LIHUE — While the House of Representatives is debating the creation of regional task forces to help counties replace cesspools, Kauai residents in the issue say it’s cash, and an education campaign, that’s going to do the trick.
“Essentially, it’s a lack of information about how polluting cesspools are,” said Maka‘ala Kaaumoana executive director of Hanalei Watershed Hui. “(And) cost was an issue cited by people.”
Hanalei Watershed Hui attempted a replacement campaign in 2017. With a $467,000 grant from the state Department of Health, the hui offered to foot half the bill for cesspool replacement in the Hanalei area.
That left homeowners with a $15,000 bill for the replacement, and after 18 months of campaigning and community connection, nobody took advantage of the program and they lost funding.
The hui cites three reasons why the effort didn’t work: lack of education, a “if it’s not broken, don’t fix it” mentality, and lack of individual responsibility.
“We don’t take personal responsibility for what we consume or produce,” Kaaumoana said. “First you have to tell people what the issues are, because they don’t know.”

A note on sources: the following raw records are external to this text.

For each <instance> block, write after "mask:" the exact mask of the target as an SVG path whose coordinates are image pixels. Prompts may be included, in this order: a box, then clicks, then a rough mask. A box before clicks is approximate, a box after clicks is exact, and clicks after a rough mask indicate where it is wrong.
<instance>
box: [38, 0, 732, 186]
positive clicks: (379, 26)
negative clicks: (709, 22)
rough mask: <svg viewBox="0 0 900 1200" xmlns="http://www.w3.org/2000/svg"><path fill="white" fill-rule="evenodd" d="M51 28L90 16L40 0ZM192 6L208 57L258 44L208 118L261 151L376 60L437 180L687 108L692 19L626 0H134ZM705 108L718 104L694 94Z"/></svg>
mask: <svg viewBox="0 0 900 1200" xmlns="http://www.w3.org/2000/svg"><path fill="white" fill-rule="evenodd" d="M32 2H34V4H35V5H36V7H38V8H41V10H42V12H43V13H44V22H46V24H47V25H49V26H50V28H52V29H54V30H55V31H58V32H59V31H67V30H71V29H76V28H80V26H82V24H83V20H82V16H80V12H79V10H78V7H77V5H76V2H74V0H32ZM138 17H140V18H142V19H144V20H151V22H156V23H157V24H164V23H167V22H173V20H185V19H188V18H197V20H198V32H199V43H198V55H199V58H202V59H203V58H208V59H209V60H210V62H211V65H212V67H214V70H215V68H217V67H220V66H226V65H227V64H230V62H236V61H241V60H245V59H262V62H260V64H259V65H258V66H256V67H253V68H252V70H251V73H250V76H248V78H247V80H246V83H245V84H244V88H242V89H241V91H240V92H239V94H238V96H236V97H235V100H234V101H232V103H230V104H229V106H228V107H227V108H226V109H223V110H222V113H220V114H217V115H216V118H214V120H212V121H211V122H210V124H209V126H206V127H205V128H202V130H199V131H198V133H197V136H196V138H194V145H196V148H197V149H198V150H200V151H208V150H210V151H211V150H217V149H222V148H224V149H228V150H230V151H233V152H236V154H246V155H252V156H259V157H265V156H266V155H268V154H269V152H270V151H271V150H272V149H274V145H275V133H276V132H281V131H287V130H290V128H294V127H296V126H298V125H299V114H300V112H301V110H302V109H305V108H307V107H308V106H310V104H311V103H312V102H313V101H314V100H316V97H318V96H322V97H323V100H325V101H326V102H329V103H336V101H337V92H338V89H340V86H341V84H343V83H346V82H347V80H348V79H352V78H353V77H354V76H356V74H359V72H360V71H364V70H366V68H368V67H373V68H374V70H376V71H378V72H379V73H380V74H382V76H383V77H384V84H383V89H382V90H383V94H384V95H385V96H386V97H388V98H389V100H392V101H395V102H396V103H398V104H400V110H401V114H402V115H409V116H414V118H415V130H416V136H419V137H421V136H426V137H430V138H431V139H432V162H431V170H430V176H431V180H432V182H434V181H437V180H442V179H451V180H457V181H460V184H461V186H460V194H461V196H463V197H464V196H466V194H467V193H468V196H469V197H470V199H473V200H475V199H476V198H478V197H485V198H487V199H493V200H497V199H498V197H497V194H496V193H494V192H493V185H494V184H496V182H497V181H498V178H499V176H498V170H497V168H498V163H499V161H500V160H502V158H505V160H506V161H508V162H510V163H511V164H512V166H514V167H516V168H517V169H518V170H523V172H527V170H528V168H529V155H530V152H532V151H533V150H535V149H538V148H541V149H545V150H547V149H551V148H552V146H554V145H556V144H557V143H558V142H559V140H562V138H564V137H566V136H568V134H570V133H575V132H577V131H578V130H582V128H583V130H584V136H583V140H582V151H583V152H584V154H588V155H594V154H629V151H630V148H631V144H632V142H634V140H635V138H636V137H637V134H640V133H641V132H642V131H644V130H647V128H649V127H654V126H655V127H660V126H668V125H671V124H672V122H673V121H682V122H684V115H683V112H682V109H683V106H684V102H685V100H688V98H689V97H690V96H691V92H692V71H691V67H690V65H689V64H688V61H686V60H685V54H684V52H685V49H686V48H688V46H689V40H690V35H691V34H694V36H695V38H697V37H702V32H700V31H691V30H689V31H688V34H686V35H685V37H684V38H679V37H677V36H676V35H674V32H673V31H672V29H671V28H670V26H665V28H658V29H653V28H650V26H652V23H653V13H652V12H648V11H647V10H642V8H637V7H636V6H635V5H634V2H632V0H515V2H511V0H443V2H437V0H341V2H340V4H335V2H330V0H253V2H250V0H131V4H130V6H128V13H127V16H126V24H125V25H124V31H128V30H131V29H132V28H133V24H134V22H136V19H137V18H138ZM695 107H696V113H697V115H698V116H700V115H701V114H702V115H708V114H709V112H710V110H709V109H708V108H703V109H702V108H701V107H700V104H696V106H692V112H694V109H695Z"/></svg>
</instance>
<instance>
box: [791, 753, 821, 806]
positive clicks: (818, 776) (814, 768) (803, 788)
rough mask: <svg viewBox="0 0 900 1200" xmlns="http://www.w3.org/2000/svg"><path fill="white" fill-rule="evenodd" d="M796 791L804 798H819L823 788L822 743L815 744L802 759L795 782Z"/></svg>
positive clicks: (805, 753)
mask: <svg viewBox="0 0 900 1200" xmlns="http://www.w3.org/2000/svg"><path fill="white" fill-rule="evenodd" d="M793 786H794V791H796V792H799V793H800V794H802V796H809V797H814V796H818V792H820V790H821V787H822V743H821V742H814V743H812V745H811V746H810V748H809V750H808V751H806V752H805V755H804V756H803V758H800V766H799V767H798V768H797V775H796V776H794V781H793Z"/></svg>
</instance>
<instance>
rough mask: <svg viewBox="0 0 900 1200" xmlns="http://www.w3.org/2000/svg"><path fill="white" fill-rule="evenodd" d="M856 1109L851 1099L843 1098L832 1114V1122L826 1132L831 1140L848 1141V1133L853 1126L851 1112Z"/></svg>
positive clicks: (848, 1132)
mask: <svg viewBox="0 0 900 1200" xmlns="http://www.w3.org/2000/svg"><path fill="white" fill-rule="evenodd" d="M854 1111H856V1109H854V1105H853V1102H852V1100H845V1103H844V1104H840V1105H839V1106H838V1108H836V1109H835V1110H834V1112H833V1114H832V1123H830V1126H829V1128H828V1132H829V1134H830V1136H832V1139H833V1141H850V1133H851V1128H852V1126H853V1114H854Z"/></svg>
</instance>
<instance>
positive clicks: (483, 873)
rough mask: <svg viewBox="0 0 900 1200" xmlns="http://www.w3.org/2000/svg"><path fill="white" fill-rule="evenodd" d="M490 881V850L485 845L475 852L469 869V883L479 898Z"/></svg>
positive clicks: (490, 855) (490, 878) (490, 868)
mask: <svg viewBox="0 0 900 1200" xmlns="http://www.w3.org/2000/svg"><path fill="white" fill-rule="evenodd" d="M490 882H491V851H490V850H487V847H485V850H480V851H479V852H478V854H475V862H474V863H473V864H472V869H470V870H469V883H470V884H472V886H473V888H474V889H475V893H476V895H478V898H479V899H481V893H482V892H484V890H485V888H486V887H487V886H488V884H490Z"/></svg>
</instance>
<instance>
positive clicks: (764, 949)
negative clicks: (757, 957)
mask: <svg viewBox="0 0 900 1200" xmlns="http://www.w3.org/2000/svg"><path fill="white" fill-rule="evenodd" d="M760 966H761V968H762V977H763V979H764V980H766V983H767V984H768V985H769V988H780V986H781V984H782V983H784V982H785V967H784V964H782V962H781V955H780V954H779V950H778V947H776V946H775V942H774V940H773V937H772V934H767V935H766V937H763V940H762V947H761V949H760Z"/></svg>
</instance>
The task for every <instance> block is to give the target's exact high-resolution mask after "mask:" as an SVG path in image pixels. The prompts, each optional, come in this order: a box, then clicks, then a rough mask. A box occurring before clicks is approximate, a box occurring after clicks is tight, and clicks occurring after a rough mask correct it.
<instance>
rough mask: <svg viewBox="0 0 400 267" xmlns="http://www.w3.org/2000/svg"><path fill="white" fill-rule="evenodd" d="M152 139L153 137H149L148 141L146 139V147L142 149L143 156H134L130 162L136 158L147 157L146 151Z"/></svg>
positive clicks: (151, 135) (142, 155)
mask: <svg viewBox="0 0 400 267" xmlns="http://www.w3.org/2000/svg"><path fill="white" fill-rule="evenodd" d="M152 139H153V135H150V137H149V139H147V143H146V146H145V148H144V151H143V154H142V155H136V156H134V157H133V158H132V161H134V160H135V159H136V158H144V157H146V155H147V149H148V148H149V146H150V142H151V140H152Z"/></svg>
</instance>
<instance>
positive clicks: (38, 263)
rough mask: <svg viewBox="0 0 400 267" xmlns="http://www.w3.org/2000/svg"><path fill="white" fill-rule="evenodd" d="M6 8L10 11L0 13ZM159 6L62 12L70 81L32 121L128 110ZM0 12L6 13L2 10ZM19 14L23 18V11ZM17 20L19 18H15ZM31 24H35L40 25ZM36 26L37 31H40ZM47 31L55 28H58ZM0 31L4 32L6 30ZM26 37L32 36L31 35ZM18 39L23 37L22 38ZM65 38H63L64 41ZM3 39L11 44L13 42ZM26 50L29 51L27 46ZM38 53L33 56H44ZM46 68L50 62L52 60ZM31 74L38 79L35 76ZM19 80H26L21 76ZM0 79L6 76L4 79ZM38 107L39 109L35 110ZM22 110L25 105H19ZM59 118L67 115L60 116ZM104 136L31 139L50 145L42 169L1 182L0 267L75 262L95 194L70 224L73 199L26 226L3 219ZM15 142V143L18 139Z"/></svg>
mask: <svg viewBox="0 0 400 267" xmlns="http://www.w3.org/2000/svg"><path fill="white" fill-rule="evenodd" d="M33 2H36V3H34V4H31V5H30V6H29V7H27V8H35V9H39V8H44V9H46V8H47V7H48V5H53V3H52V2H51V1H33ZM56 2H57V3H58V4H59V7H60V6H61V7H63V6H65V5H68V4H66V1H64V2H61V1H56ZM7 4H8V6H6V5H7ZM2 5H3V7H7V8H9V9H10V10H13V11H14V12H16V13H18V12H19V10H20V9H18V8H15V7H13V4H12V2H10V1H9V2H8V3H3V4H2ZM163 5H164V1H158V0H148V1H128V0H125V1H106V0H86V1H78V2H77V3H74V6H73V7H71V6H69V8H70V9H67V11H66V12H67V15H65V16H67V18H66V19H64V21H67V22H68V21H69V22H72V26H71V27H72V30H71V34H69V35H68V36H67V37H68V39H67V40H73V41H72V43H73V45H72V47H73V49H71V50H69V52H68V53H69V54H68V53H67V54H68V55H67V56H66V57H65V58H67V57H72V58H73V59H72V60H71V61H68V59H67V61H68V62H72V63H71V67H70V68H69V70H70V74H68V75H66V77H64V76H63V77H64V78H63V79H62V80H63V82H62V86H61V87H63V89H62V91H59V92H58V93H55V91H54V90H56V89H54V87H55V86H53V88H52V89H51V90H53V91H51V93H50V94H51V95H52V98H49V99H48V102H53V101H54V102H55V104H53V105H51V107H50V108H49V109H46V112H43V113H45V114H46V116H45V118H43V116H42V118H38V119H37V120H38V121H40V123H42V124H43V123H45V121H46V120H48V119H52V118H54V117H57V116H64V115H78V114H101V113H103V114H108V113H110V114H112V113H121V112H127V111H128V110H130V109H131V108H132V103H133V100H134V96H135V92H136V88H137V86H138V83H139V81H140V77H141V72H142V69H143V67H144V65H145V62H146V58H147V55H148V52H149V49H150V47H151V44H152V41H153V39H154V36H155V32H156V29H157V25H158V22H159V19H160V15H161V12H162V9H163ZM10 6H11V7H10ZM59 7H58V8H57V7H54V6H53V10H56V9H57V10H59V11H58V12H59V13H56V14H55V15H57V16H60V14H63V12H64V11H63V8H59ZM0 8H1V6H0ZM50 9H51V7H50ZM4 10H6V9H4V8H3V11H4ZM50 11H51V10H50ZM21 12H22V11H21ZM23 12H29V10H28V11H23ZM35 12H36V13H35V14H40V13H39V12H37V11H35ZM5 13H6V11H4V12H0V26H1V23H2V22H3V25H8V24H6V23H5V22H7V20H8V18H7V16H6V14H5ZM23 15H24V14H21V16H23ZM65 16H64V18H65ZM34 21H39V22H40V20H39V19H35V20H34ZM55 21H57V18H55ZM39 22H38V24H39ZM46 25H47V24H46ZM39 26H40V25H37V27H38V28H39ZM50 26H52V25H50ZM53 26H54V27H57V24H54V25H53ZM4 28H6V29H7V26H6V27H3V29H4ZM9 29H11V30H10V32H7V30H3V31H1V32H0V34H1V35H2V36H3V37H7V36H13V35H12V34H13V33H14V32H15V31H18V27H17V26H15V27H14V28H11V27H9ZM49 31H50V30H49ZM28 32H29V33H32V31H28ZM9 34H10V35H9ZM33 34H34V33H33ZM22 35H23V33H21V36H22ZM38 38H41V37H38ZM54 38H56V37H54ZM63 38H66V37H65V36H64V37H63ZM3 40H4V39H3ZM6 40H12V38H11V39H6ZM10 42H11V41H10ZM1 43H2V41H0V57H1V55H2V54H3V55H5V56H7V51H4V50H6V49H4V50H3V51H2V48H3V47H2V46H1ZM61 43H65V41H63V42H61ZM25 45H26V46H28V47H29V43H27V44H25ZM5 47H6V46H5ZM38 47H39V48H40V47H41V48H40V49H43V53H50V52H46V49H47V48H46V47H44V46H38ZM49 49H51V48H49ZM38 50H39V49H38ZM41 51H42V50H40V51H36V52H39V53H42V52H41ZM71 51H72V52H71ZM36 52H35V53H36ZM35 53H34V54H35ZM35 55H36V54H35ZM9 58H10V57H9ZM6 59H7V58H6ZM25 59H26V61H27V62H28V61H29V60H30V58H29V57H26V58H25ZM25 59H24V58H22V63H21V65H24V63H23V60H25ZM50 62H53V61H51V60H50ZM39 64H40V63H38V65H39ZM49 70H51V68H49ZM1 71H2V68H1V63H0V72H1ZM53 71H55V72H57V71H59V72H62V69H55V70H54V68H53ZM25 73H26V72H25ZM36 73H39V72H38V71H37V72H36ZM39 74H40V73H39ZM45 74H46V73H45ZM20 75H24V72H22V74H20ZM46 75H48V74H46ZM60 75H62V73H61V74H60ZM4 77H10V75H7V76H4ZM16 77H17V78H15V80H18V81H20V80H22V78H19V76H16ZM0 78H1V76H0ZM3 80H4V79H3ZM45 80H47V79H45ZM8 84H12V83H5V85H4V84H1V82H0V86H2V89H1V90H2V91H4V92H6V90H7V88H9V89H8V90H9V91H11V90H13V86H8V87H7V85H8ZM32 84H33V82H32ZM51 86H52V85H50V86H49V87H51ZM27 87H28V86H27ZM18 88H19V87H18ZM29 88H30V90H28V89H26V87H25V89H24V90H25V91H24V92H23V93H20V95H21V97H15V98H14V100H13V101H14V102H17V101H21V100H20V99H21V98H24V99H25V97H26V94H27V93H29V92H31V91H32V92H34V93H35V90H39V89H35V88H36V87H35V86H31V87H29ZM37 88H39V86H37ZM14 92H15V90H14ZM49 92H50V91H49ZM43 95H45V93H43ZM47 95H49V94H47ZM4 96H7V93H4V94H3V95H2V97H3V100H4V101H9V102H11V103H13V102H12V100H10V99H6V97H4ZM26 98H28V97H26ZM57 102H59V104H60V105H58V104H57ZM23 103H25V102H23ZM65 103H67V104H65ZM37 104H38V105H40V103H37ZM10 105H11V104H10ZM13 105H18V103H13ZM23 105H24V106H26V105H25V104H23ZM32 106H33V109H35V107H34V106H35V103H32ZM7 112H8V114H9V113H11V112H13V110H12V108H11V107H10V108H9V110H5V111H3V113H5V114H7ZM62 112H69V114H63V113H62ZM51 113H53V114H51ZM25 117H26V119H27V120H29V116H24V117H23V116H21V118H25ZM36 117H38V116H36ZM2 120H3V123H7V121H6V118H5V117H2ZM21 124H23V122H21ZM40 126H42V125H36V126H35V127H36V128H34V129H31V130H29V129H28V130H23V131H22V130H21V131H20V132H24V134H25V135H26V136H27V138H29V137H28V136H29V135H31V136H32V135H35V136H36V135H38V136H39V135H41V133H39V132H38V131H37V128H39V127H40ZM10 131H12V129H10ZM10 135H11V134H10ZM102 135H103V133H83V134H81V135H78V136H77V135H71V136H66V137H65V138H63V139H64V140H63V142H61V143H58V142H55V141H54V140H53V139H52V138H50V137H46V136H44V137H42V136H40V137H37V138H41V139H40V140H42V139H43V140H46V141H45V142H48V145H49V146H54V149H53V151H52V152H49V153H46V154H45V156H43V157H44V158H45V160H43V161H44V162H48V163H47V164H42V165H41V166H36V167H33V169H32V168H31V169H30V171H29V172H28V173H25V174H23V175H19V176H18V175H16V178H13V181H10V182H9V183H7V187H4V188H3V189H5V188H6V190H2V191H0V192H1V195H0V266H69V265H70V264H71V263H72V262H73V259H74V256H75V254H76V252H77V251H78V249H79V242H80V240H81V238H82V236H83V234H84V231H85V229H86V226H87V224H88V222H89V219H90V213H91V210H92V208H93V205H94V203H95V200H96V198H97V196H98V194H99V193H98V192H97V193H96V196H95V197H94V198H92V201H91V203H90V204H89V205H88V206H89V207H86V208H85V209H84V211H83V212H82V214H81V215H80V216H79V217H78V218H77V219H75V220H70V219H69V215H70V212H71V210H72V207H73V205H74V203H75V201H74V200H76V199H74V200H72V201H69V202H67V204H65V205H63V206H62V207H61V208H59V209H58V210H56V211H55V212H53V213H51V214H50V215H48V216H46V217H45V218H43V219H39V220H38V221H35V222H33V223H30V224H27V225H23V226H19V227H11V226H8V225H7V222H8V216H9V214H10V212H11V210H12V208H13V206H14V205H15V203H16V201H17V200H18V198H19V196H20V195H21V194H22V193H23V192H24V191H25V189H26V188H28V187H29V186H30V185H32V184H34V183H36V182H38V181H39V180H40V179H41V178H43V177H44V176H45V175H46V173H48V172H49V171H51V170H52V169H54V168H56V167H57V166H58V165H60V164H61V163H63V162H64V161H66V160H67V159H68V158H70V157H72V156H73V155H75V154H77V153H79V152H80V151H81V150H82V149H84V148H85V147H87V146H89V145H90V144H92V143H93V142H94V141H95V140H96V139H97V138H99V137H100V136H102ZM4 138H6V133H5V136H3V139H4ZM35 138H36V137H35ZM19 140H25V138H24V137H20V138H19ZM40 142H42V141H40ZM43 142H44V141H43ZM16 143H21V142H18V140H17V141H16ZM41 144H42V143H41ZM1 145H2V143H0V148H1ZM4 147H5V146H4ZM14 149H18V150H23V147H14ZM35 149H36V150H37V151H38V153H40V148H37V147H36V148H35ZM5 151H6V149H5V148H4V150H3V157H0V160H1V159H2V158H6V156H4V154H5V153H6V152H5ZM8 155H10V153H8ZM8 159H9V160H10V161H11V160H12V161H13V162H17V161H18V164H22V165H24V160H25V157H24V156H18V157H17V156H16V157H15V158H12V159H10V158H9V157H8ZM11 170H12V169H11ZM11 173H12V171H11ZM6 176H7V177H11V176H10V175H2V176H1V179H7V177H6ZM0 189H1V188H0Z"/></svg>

In addition to bringing people up to speed on how their cesspools affect the water they drink and play in, money to completely replace 75 cesspools in Hanalei would be more effective than a task force, Kaaumoana said.
“We could reduce the pollution of Hanalei for $3 million,” said Kaaumoana. “With that we can replace 75 cesspools with aerobic treatment unit.”
That would put a dent in the estimated 270 cesspools in the Hanalei area.
There are an estimated 13,700 cesspools on Kauai discharging about 10 million gallons of effluent every single day and putting water quality at risk, according to the state’s Department of Health.
They’re part of the state’s estimated 88,000 cesspools depositing 53 million gallons of raw sewage into Hawaii’s groundwater daily, according to DOH.
But the Hanalei cesspools aren’t the only offenders on the island when it comes to pollution, Poipu has 3,600 cesspools that discharge 2.6 million gallons daily and the Kapaa/Wailua area has 2,900 cesspools.
Those cesspools in Wailua, Kapaa and Poipu could be impacting drinking water, too, according to DOH, which put out a report in December 2017 categorizing the cesspool issues in Hawaii.
The pollution of the Waiopili and Waikomo Streams on Kauai’s south side could be in part due to cesspools and injection wells in the Poipu area, and in January of 2018, the state identified these areas as part of 14 priority cesspool replacement areas.
At the Capitol, Rep. Kyle Yamashita has crafted two resolutions that address the problem through the creation county-specific of task forces set to investigate the flexibility and impacts of cesspool replacement.
“In order to take a reasonable and responsible approach to cesspool replacement, I have introduced a measure to ensure that each county is able to work on this complex and expensive issue,” Yamashita said in a Thursday press release.
He continued: “People are worried about costs if they are required to replace their cesspools, about the safety of drinking water, and about possible contamination of the soil.”
Task forces, however, will only be effective if they’re locally based, Kaaumoana said — and when she says local, she means place-based: located within the watershed they are targeting.
“If you convene a task force in Lihue to talk about Hanalei, it’ll never fly,” she said. “If they began in places that have watershed-based plans, where we’ve done the work and the data collection and we have the plan, then you have something you can work with.”